CURANDO UNA HERIDA

Cuando un niño pequeño se cae y lastima, lo primero que hacemos es abrazarlo y calmarlo. Luego, cuando ya pasó el susto, le limpiamos bien la herida con agua y jabón, y le ponemos una curita para proteger la zona. Finalmente le cantamos alguna canción como por ejemplo ” sana sana culito de rana, si no sana hoy sanará ….mañana”

En la tradiciones populares hay mucha sabiduría, y en esta expresión está implícito el saber estar con el dolor, sabiendo que hoy está y quizás mañana se vaya. Este cantito y caricia, se realiza en el contexto de una relación de amor. Y eso es lo más importante: la actitud amorosa hacia la herida.

Entonces, vayamos ahora hacia nuestras heridas. Y reflexionemos ¿Cómo nos tratamos cuando tenemos una herida?

Piensa en la última vez que experimentaste un fracaso, una desilusión, que algo no salió como esperabas, puedes escribir una lista de la voz de tu critico interior, y observar qué cosas te dijiste a ti mismo en esos momentos.

Muchas de nuestras heridas habitan dentro nuestro, y se expresan en pensamientos, sentimientos y generan malestar, sufrimiento, si no las cuidamos. Así vamos cargando con heridas que no han sanado. La práctica de la auto-compasión puede ser una gran compañera para abrazar nuestro dolor.

MOVIMIENTOS COMPASIVOS

Las prácticas compasivas incluyen varios movimientos internos, que nos guían hacia donde llevar la atención y cómo hacerlo.

1- CORAJE DE VER LA HERIDA

EL primer paso para poder cuidarnos y ser compasivos con nosotros es simple: reconocer el dolor, el malestar, que ya está allí.

Para ello la práctica de Mindfulness, el estar presentes sin juicio y con apertura nos entrena en esta forma de observarnos.
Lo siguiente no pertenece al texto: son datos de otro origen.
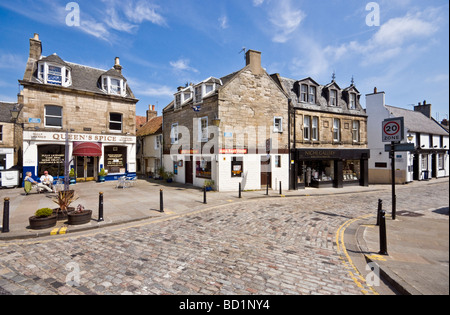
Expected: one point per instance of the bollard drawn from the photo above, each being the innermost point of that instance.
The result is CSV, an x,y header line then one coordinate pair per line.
x,y
100,207
380,208
383,238
5,226
161,201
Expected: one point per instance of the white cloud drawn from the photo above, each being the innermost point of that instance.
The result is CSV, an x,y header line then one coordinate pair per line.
x,y
182,65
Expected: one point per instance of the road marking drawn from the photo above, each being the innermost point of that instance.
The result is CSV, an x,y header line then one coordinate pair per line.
x,y
355,275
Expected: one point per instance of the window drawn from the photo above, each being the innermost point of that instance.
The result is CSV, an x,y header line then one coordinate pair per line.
x,y
336,130
115,122
53,116
304,93
174,134
237,167
198,94
306,127
355,131
315,129
333,98
312,95
352,101
54,74
203,167
278,124
203,130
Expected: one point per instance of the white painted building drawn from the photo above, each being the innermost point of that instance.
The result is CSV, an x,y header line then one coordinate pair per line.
x,y
430,159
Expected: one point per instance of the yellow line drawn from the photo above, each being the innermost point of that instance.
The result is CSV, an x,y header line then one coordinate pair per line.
x,y
346,260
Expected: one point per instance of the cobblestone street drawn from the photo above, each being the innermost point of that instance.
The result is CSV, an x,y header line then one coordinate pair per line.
x,y
263,246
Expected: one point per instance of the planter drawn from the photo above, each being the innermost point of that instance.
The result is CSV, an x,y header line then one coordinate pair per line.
x,y
79,218
62,215
43,223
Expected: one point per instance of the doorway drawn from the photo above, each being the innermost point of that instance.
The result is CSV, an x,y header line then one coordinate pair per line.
x,y
86,168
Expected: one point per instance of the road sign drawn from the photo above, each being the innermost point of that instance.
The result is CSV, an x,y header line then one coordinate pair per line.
x,y
393,130
401,147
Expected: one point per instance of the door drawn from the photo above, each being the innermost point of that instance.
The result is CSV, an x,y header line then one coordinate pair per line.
x,y
189,170
266,172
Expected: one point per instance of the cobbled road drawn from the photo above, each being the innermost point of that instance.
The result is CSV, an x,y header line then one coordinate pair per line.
x,y
264,246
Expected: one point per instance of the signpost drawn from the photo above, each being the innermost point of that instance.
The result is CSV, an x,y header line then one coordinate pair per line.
x,y
393,131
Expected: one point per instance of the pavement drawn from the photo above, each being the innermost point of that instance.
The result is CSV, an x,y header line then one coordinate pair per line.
x,y
418,240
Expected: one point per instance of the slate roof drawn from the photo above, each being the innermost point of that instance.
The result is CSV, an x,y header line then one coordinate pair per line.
x,y
417,122
84,78
153,126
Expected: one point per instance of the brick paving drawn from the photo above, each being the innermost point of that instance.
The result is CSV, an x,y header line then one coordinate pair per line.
x,y
265,246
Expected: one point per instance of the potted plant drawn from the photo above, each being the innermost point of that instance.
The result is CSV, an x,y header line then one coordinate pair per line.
x,y
168,176
101,175
209,184
43,219
73,179
64,200
79,216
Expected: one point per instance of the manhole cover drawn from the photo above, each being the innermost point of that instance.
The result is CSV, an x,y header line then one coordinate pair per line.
x,y
409,214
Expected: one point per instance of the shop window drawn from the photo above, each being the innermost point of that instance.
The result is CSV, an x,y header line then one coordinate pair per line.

2- RECIBIR LO QUE NOS OCURRE CON AMOR Y TERNURA

El siguiente paso es recibir la emoción, el dolor, todo lo que forma parte de la experiencia con ternura, amor, aceptación bondadosa.

Con paciencia, dejamos espacio, un lugar para que la herida esté y la reconocemos amablemente.

3- INTEGRAR LA HERIDA COMO PARTE DE NOSOTROS

La transformación paradójicamente ocurre cuando dejamos ser y no buscamos ningún cambio. ¿Qué ocurre entonces?

Si había una emoción que nos capturaba y nos sentíamos consumidos por ella, es posible que al dejarla ser ocurra lo natural, que pase. Si había un malestar físico, es posible que al dejarlo ser, cambie, se modifique, y facilitemos su evolución.